The bank clarified that not only were regulators and security forces promptly notified of this digital breach, but also “we are proactively informing directly affected customers and employees.” This is exactly what “we have demanded from Santander Bank and we know they will do immediately,” says Enrique Solis, a UCC lawyer. He insists that “in this message they should tell users what of their data was stolen and explain the measures that were taken to prevent any damage.” At the same time, the expert clarifies: “They say that passwords were not compromised, but if first names, last names, addresses and identification numbers were compromised, problems could arise because hackers could sell them to third parties for fraudulent recruitment. ” “.

Despite all this, Solis argues that once an organization comes into contact with victims, “they must be very vigilant about any allegations that may be made, as well as links or messages that may be sent to them.” Given that this digital divide happened “over the weekend” and the public announcement was made yesterday, Solis says they haven’t received many inquiries about it yet, although “they will certainly start coming in in the coming days.” , he is advancing.

Solis downplays the issue because “this type of hack has been commonplace for many years,” although he emphasizes that “in this case we are talking about an organization the size of Santander Bank being affected.” But yes, this removes all responsibility from the entity, which “we assume has all possible firewalls in place and is working properly, notifying the situation accordingly,” but emphasizes that this is a fact that may have consequences “if” They saw data” compromised, such as affiliations, addresses, identity documents, bank contracts or insurance policies.” And the UCC emphasizes that “it is not at all reassuring that even courts and tribunals have their bank accounts with the specified organization and have seen their discretion violated.”

Unauthorized payments

For its part, the Organization of Consumers and Users (OCU) also warns of the “possible use of personal data” in “fraudulent” transactions, especially through emails, SMS or phone calls that impersonate companies or organizations “in order to obtain bank details and make payment at the consumer’s expense.” However, OCU reminds that a “no payment” made by a user as a result of fraud “may be considered authorized” and therefore “should be automatically reimbursed” by the banking institution.

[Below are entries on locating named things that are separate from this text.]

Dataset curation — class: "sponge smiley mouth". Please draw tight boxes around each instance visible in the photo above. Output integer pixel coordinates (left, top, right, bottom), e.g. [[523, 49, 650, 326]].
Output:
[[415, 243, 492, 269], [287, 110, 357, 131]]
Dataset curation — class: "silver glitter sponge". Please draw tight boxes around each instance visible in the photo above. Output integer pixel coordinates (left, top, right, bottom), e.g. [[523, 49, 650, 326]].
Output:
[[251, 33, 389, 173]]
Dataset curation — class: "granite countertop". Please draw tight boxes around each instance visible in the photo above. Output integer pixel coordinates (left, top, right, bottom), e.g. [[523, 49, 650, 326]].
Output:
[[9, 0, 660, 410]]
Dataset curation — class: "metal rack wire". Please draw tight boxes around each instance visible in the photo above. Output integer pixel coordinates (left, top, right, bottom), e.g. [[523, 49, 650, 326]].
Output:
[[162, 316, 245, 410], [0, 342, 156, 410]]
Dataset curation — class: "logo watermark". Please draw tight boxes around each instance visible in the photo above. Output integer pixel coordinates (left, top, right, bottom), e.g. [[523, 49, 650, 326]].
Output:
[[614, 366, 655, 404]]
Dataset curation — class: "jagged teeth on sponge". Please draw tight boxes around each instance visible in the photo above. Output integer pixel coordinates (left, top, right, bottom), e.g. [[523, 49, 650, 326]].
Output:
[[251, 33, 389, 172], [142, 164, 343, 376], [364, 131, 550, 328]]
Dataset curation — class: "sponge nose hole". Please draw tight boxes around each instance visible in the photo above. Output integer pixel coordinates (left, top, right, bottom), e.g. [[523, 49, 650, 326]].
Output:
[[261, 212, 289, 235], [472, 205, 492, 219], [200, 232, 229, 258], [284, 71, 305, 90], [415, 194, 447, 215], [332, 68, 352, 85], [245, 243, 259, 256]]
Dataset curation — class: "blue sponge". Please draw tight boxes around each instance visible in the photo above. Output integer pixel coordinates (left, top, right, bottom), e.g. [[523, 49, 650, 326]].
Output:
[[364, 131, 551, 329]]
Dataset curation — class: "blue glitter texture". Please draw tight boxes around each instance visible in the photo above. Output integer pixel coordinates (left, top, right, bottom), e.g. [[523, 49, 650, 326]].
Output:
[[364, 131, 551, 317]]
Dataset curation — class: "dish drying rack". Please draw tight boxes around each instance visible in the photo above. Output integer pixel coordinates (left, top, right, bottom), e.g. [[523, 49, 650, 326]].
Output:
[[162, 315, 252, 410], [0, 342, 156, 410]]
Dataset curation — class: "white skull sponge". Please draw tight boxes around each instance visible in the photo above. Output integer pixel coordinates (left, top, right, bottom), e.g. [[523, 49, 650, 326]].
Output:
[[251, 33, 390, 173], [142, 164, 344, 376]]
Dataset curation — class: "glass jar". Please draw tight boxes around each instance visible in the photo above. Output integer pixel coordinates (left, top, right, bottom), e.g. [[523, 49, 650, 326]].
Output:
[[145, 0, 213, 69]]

In this regard, it is stated that the European Banking Authority (EBA) defines unauthorized payment transactions as fraudulent, as well as those in which the “payer was manipulated” into accepting the payment order. In fact, he also argues that the Civil Code, in Article 1265 et seq., holds that consent “shall be void if given in error.”

“The OCU demands that the Bank of Spain apply sanctions to those financial institutions that, having learned about fraud, refuse to automatically reimburse the stolen money. The organization believes that the burden of proof should not be on the consumer, but on payment service providers, who have tools to prevent and limit fraud, such as IBAN verification in the recipient’s name or KYC. protocols,” he concludes.